Dr. Mayfield says he’s taken advantage of not only the modeling features of JMP, but also the neural networking and outlier analysis platforms. Regarding the latter, rather than throw out data from corals displaying aberrant behavior (i.e., the outliers), he argues that, in many cases, these oddly functioning individuals – which tend to be the most stress-resistant in his data sets – might actually be those of most interest to physiologists. In other words, such features of JMP allow Dr. Mayfield to identify the coral biopsies he should prioritize under the real-world limitation that, in many cases, there are insufficient funds to analyze every biopsy to its fullest capacity.


  • Acroporid corals off Makassar, Sulawesi, Indonesia.


  • Acroporid corals off Raja Ampat, Papua, Indonesia.


  • Acroporid corals off Komodo National Park, Nusa Tenggara, Indonesia.

Accelerating research through data transparency

As Dr. Mayfield is painfully aware, copious data languish unused by researchers who lack either the time or statistical knowledge to analyze them. Moreover, given the pressure to publish and competition between scientists, most are reluctant to share their data (even data they have already used in published works). With such a time-sensitive problem like coral reef bleaching, though, data sharing could be a key factor in accelerating the state of the science and determining the most effective conservation strategies. “Especially in our field, [scientists] should be more open about how they analyze the data and make real efforts to get it out there. It's not doing any good just sitting on a computer,” he says.

And Dr. Mayfield leads by example – JMP gives him the tools for promoting transparency in his own research, such as interactive HTML features that allow for real-time data analyses. “JMP has given me so many ideas – new ways of making my data more interactive and not just in terms of visualization but showing people the thought process behind how I analyzed it,” he says. In addition to posting data sets to his personal website coralreefdiagnostics.com, Dr. Mayfield now uses JMP Public as a means of disseminating dynamic visualizations. The software’s data filtering capacity, he says, permits his collaborators and other interested individuals to “find” corals demonstrating certain characteristics in the data set – a bleached coral from Fiji that was over-expressing fluorescent proteins, for example. This feature in JMP Public will allow both present and future collaborators to quickly identify samples they may wish to analyze in more detail, be they archived biopsies or the GPS coordinates of the originally sampled coral colonies themselves.

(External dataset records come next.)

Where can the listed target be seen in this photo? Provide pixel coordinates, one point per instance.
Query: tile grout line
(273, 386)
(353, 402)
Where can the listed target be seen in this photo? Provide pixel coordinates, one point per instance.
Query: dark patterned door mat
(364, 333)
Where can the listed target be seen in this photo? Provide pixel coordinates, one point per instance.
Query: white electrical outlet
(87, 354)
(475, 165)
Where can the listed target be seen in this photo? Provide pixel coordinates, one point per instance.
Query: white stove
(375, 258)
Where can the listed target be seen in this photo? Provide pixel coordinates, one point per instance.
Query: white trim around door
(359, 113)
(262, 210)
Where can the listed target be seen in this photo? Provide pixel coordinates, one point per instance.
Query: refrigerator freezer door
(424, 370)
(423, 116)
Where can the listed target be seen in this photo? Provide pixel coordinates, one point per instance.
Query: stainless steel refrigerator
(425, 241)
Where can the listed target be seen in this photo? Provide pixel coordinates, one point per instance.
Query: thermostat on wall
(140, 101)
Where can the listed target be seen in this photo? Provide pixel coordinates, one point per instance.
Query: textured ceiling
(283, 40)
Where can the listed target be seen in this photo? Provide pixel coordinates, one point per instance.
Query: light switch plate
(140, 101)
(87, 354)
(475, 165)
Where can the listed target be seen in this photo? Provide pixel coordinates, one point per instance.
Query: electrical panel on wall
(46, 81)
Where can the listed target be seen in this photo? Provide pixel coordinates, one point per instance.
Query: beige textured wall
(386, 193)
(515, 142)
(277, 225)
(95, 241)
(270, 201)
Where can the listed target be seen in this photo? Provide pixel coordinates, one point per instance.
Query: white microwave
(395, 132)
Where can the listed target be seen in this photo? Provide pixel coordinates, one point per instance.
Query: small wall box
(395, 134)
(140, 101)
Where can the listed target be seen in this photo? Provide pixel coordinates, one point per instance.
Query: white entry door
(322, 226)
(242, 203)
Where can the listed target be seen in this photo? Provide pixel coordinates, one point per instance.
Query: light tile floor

> Check out a principal components analysis in JMP Public showing reef data from Fiji 

“Most people will fall asleep if you give them a one-hour lecture on statistics, but maybe if they could just see how you went from this data table to this figure ... viewers would then be more confident in your data.” Dr. Mayfield hopes that by disclosing the details of his own research, and by boosting the reproducibility of his methods, he can encourage colleagues toward similar transparency, bringing the field together in pursuit of tangible solutions to coral reef decline.

“We might already have all the data we need to address certain coral reef issues,” says Dr. Mayfield. “We just aren’t analyzing them the right way.” JMP could change that. And now, Dr. Mayfield’s research is only limited by the questions he asks.

References

Mayfield AB, Dempsey AC, Inamdar J, Chen CS (2018), A statistical platform for assessing coral health in an era of changing global climate-I: A case study from Fiji’s Lau Archipelago. Platax 15, 1-35.

Mayfield AB, Chen CS, Dempsey AC (2019), Modeling environmentally mediated variation in reef coral physiology. Journal of Sea Research 145, 44-54.

Shmueli G (2011), To explain or to predict? Statistical Science 25(3), 289-310.